Obviously, despite the classics that uses are required, the newest and latest news, journals, monographs are in great request either. Since the high pace of development, the replacing frequencies of knowledge and literatures are shorter. Users hope to get fast and brand new information sources from the information retrieval systems. The newer, the better, which means that users are no longer thinking "the more, the better", they have transferred their attention to the novelty and timeliness.
Firstly, when the textual retrieval systems are working, some irrelevant results are often found out, the available of information sources are reduced greatly. Not all textual retrieval systems have a consolidated thesaurus and classification standard; the searching scopes are narrow, the database updating may be not very usual and when one is doing cross-category searching it is easy to miss the information and lead to the low efficiency searching.

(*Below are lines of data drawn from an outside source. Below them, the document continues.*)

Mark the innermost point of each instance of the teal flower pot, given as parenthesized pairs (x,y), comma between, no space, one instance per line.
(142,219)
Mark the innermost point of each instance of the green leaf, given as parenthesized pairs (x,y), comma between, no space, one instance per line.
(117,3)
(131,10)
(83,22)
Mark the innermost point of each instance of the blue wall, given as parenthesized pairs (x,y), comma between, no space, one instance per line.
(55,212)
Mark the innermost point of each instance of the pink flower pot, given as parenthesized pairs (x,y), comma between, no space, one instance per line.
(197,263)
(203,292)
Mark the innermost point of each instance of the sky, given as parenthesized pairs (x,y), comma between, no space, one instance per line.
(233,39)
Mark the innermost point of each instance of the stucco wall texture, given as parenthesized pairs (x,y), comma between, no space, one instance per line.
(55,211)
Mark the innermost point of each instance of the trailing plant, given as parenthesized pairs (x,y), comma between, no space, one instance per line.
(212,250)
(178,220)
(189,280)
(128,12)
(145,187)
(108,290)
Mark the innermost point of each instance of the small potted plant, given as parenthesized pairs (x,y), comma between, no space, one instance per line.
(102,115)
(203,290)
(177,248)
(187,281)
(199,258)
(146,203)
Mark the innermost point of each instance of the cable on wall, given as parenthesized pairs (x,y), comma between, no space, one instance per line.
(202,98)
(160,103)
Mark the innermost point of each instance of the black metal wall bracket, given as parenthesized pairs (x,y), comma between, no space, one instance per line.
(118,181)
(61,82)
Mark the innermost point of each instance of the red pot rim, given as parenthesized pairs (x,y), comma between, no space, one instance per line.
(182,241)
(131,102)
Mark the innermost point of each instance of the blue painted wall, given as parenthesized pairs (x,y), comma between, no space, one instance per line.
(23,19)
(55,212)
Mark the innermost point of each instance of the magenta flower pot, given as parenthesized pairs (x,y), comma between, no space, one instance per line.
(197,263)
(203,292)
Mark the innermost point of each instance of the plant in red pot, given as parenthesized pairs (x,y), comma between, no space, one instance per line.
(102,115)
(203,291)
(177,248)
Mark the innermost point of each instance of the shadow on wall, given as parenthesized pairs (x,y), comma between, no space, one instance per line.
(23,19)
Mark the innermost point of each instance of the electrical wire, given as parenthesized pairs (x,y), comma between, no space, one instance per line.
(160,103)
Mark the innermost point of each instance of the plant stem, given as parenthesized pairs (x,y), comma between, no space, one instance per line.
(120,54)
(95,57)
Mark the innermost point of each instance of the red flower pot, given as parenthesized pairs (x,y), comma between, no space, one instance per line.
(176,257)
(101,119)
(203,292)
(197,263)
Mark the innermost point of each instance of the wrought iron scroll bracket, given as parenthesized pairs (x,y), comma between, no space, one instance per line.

Secondly, in the full-text searching engine, the automatic indexing is imperfect at the same time the frequently updating will give the systems strong searching functions in the keywords searching. However, the relevance of information is difficult to control. Users will get some repeat links and it leads to the low precision.
Thirdly, there is some useless information in the pages of search engine index, it not only reduces the index speed but also is a waste of network communication resources. In addition, some textual retrieval systems do not change their webpage frequently, thus the timeliness cannot be guaranteed.
Finally, different retrieval systems use different retrieval rules. For instance, the database ScienceDirect Online uses the AND, OR, AND NOT while the JSTOR uses AND, OR, NOT in the Boolean operator. This will bring influences to the users either.
In sum, from the users' sides, Boolean model is better than the other two models.
Boolean model is easy for all users to understand, use and operate. Whether the users have IT background or not, no matter the users are students, elder people or those who do not have many computer searching skills, they will learn how to use it quickly and easily. Once the users have got some training of using Boolean model, it will far more convenient and fast for them to get the results they want since they can write a Boolean searching formula without a hitch. In addition, Boolean model really play an important role in the modern searching engines.
However, Boolean model still has imperfect features that have been reminded previously. For the developers of the searching engines, it is necessary for them to continue on consummate the models and develop new ones. To the users, it is also crucial for them to improve themselves if they are trying to get more information and sources.